Iris Agent System
The Iris Agent is the core intelligence of Git-Iris, built on the Rig framework for agentic workflows.
Source: src/agents/iris.rs
Design Philosophy
One Agent to Rule Them All
Git-Iris uses a unified agent architecture with capability switching:
pub struct IrisAgent {
provider: String, // "openai", "anthropic", "google"
model: String, // Primary model for complex tasks
fast_model: Option<String>, // Fast model for subagents
current_capability: Option<String>, // Active capability
provider_config: HashMap<String, String>,
preamble: Option<String>,
config: Option<Config>,
content_update_sender: Option<ContentUpdateSender>,
}Benefits:
- Code reuse — Tools, validation, and execution logic shared across all capabilities
- Consistency — Same decision-making process for commits, reviews, PRs, etc.
- Maintainability — Fix a bug once, it's fixed everywhere
- Testability — Test one agent with different prompts
Stateless and Send-Safe
IrisAgent doesn't store the client builder — it creates it fresh each time using DynClientBuilder::new(). This design:
- Reads API keys from environment at call time
- Allows the agent to be used across async boundaries (
tokio::spawn) - Makes the agent
Send + Syncsafe
Agent Lifecycle
1. Creation
// Direct creation
let agent = IrisAgent::new("anthropic", "claude-sonnet-4-5-20250929")?;
// With builder
let agent = IrisAgentBuilder::new()
.with_provider("anthropic")
.with_model("claude-sonnet-4-5-20250929")
.with_preamble("Custom instructions...")
.build()?;2. Configuration
Agents can be configured with:
- Fast model for subagents:
agent.set_fast_model("claude-haiku-4-5-20251001") - Config for gitmoji/presets:
agent.set_config(config) - Content update sender for Studio chat mode:
agent.set_content_update_sender(sender)
3. Execution
let response = agent.execute_task("commit", "Generate a commit message").await?;
match response {
StructuredResponse::CommitMessage(msg) => {
println!("{} {}", msg.emoji.unwrap_or_default(), msg.title);
}
_ => {}
}4. Streaming (for TUI)
agent.execute_task_streaming("review", prompt, |chunk, aggregated| {
// Update TUI with each text chunk
print!("{}", chunk);
}).await?;Tool Attachment
Tools are attached when the agent is built:
fn build_agent(&self) -> Result<Agent<impl CompletionModel + 'static>> {
let agent_builder = DynClientBuilder::new()

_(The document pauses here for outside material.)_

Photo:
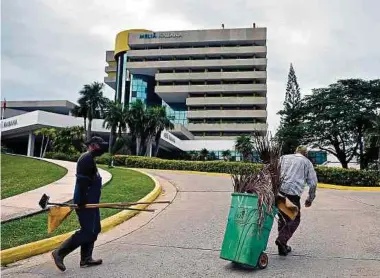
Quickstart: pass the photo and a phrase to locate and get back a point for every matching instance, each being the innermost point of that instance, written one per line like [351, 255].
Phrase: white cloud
[51, 48]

.agent(&self.provider, &self.model)?
.preamble(preamble)
.max_tokens(16384);
// Core tools (shared with subagents)
let agent_builder = attach_core_tools!(agent_builder)

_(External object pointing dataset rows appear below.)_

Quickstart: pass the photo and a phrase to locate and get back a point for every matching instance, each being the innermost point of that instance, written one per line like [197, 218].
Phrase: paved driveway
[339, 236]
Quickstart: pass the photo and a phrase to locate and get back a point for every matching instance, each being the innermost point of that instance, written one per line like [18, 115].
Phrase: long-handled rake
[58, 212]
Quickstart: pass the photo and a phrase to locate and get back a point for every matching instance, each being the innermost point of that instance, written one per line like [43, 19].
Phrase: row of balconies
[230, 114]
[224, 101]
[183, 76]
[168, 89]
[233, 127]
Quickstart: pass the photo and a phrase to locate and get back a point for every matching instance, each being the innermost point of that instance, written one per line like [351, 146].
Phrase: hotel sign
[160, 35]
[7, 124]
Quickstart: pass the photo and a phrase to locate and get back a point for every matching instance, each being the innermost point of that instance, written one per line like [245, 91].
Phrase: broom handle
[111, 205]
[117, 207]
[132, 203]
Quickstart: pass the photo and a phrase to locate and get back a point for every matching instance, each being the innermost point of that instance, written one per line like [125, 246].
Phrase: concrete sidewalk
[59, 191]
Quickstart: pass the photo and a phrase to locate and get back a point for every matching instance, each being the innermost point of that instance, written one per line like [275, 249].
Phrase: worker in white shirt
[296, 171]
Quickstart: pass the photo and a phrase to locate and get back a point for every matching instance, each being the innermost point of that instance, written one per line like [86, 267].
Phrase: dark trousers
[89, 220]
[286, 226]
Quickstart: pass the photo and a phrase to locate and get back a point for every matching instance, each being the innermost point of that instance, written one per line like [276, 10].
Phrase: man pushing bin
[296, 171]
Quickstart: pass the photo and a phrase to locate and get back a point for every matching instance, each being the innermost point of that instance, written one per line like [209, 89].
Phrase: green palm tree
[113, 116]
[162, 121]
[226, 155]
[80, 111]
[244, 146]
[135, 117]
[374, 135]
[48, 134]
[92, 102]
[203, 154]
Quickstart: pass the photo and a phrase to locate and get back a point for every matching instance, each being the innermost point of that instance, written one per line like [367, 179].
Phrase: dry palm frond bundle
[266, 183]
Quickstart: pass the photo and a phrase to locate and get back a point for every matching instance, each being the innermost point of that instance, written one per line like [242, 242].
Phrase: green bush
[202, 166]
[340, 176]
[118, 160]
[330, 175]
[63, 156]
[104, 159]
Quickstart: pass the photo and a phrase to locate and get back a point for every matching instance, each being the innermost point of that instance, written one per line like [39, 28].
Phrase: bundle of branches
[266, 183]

.tool(DebugTool::new(GitRepoInfo))
.tool(DebugTool::new(Workspace::new()))
.tool(DebugTool::new(ParallelAnalyze::new(&self.provider, fast_model)))
.tool(sub_agent); // Rig's built-in agent-as-tool!

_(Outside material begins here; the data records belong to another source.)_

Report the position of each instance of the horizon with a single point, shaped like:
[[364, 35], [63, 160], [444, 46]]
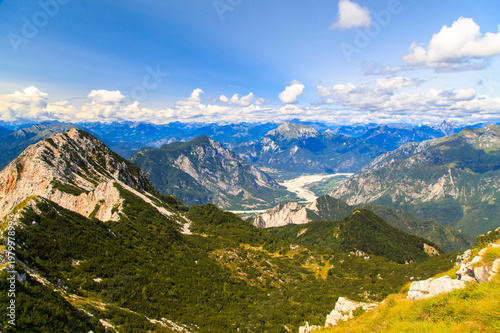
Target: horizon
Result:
[[334, 62]]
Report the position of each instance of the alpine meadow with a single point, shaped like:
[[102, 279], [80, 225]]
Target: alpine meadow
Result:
[[256, 167]]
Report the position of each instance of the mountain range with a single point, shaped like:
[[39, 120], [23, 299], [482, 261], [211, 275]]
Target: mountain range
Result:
[[453, 179], [203, 170], [100, 249], [300, 217], [301, 148]]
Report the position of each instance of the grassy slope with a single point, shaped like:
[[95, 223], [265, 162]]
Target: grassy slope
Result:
[[473, 309], [363, 230], [235, 275]]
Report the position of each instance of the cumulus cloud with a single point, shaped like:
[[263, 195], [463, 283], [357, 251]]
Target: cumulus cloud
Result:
[[290, 94], [30, 103], [194, 99], [373, 68], [396, 83], [243, 101], [106, 96], [388, 98], [459, 47], [351, 15]]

// Conditional tools for Studio chat mode
if let Some(sender) = &self.content_update_sender {
agent_builder
.tool(DebugTool::new(UpdateCommitTool::new(sender.clone())))
.tool(DebugTool::new(UpdatePRTool::new(sender.clone())))
.tool(DebugTool::new(UpdateReviewTool::new(sender.clone())))
.build()
} else {
agent_builder.build()
}
}Tool Registry Pattern
The attach_core_tools! macro ensures consistency:
#[macro_export]
macro_rules! attach_core_tools {
($builder:expr) => {{
$builder
.tool(DebugTool::new(GitStatus))
.tool(DebugTool::new(GitDiff))
.tool(DebugTool::new(GitLog))
.tool(DebugTool::new(GitChangedFiles))
.tool(DebugTool::new(FileRead))
.tool(DebugTool::new(CodeSearch))
.tool(DebugTool::new(ProjectDocs))
}};
}Prevents drift — Main agents and subagents always have the same core tools.
Multi-Turn Execution
Iris operates in multi-turn mode, allowing up to 50 tool calls:
let prompt_response = agent
.prompt(&full_prompt)
.multi_turn(50) // Allow up to 50 tool calls
.extended_details() // Get token usage stats
.await?;Execution Flow
flowchart TB
prompt[Receive Capability Prompt]
decide[Decide Which Tools to Call]
execute[Tools Return Structured Data]
iterate[Call More Tools if Needed]
response[Return Structured JSON]
prompt --> decide
decide --> execute
execute --> iterate
iterate --> response| Step | Action | Example |
|---|---|---|
| 1. Receive | Load prompt from capability TOML | "Generate a commit message for staged changes..." |
| 2. Decide | Iris selects which tools to call | project_docs(), git_diff(), git_log(count=5) |
| 3. Execute | Tools return structured data | README content, diff with scores, recent commits |
| 4. Iterate | Call more tools based on findings | file_read() to examine specific files |
| 5. Return | Generate structured JSON response | { emoji: "✨", title: "...", message: "..." } |
Why 50 turns? Complex capabilities like PRs and release notes may need to:
- Analyze 20+ changed files individually
- Read commit history across a feature branch
- Search for patterns in configuration files
- Spawn parallel subagents for deep analysis
Iris knows when to stop, so we provide generous headroom.
Capability Loading
Capabilities are embedded at compile time and loaded dynamically:
fn load_capability_config(&self, capability: &str) -> Result<(String, String)> {
let content = match capability {
"commit" => CAPABILITY_COMMIT,
"pr" => CAPABILITY_PR,
"review" => CAPABILITY_REVIEW,
"changelog" => CAPABILITY_CHANGELOG,
"release_notes" => CAPABILITY_RELEASE_NOTES,
"chat" => CAPABILITY_CHAT,
"semantic_blame" => CAPABILITY_SEMANTIC_BLAME,
_ => return Ok(("Generic prompt".to_string(), "PlainText".to_string())),
};
let parsed: toml::Value = toml::from_str(content)?;
let task_prompt = parsed.get("task_prompt")...;
let output_type = parsed.get("output_type")...;
Ok((task_prompt.to_string(), output_type))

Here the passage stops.